João Vitor Kanufre Xavier, sócio de Galvão Villani, Navarro, Zangiácomo e Bardella Advogados, concorda com ambos os argumentos dos contribuintes – tanto a anterioridade quanto a ilegalidade do comunicado. “É um ato administrativo feito pela administração pública, mas um comunicado não tem o mesmo peso normativo que um decreto”, afirma. Ele lembra que a alíquota padrão do ICMS em São Paulo é de 18% e a dos preservativos é de 7%, por ser produto essencial.
Além dos preservativos, outros 22 itens tiveram a isenção fiscal revogada pelo governo, como moluscos, bulbo de cebola, aviões e pós-larva de camarão.
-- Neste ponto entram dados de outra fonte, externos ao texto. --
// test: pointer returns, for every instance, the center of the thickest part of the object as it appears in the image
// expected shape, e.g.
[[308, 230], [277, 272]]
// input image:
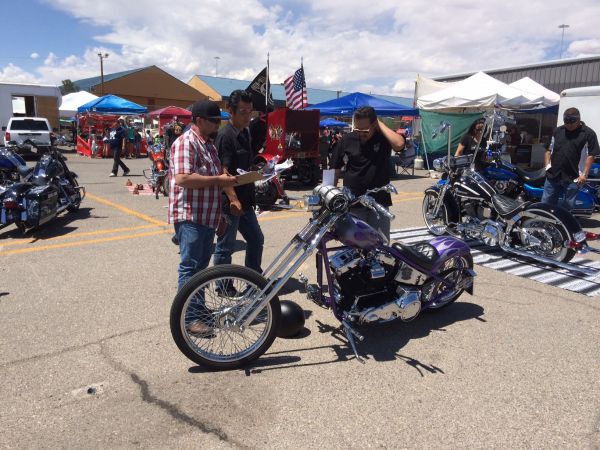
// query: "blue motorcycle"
[[512, 181]]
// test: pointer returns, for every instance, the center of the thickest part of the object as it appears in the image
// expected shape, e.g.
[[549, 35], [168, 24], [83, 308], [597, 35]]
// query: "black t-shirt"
[[235, 153], [116, 137], [367, 165], [566, 151]]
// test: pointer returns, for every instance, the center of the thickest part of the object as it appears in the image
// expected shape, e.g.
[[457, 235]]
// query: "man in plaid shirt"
[[195, 185]]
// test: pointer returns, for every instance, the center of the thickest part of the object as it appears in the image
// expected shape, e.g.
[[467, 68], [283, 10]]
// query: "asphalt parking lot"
[[87, 359]]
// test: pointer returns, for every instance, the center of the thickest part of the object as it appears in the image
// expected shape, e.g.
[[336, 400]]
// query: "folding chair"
[[405, 161]]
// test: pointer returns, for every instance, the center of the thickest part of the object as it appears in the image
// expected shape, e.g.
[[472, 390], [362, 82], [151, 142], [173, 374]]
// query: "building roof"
[[224, 86], [551, 63], [87, 83]]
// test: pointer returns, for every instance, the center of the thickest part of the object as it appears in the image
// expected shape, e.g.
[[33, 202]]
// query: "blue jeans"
[[248, 226], [554, 189], [195, 249]]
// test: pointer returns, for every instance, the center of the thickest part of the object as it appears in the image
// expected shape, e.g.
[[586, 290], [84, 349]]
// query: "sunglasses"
[[570, 119], [368, 130]]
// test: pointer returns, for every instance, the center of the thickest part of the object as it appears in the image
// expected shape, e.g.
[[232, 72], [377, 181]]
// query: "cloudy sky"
[[373, 46]]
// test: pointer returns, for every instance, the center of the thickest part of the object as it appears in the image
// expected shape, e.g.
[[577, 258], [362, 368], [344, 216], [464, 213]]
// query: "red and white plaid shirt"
[[191, 153]]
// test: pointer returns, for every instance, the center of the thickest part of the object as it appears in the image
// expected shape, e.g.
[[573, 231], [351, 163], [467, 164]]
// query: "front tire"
[[207, 297], [436, 224]]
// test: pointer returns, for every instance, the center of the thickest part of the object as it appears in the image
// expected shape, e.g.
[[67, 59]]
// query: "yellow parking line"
[[126, 210], [81, 243], [77, 235]]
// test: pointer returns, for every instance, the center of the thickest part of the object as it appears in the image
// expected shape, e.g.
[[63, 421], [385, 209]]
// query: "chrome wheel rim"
[[211, 304]]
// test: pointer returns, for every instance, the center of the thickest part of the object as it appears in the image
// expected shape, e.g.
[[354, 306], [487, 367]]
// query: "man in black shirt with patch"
[[568, 143], [235, 152], [363, 158]]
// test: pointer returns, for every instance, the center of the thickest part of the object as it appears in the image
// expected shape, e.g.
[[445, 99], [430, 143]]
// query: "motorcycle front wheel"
[[437, 224], [204, 311], [553, 239]]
Ao Valor, a Procuradoria-Geral do Estado (PGE) informou, por meio de nota, que “as decisões proferidas nos processos mencionados não transitaram em julgado, sendo objeto de recursos apresentados pela PGE”.
Para a Blau, a atitude do governo de São Paulo com o comunicado foi “contraditória”, “gerando uma situação de desequilíbrio e falta de isonomia tributária”. Alega também que há efeitos concorrenciais envolvidos, pois outros Estados mantiveram a isenção até 2026. E que o benefício fiscal tem caráter social, “uma vez que o produto integra o rol de bens e ações para o combate e prevenção das doenças sexualmente transmissíveis”.
Procurada pelo Valor, a Sefaz não deu retorno até o fechamento da edição, assim como as outras três empresas.